19] Und Joseph folgte dem Kindlein und kam bald auf die Höhe.

20] Als er auf der Höhe sich befand, da wichen die Nebel, und auf einem fein polierten Querbalken aus Zedernholz befand sich ein gebratenes Lamm, ein Pokal voll köstlichen Weines und ein Laib feinsten Weizenbrotes.

21] Hier staunte Joseph über die Maßen und sprach: »Aber woher habt ihr denn dies alles genommen? Haben euch das die Engel gebracht oder hast Du, o Herr, alles geschaffen?«

22] Und das Kindlein schaute zur Sonne und sprach: »Joseph, siehe, auch diese Leuchte der Erde speist an Meinem Tische!

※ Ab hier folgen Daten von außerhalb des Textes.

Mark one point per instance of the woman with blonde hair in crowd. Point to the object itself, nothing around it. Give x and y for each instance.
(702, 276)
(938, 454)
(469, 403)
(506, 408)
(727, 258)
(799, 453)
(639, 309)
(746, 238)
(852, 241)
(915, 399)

23] Und Ich sage dir: sie braucht in einer Stunde mehr, als wie groß diese Erde ist, die dich trägt, und siehe, sie hat noch nie Hunger und Durst gelitten! Und solche Kostgänger habe Ich zahllos viele und noch endlos größere!

24] Meinst du wohl, daß Ich dann fasten werde, wenn du Mich vom Tische schaffst, so Ich Mich Selbst nicht anbeten will zur Unzeit?

25] O siehe, das hat der Herr nicht vonnöten! Komme aber nun du an Meinen Tisch und speise mit Mir; aber diesmal ohne dein angewohntes Gebet!

26] Denn das wahre Gebet ist die Liebe zu Mir; hast du diese, dann kannst du deinen Lippen allezeit die Mühe ersparen!« - Und Joseph ging hinzu und aß und trank am wahren Tische des Herrn und fand die Speise gar himmlisch wohlschmeckend.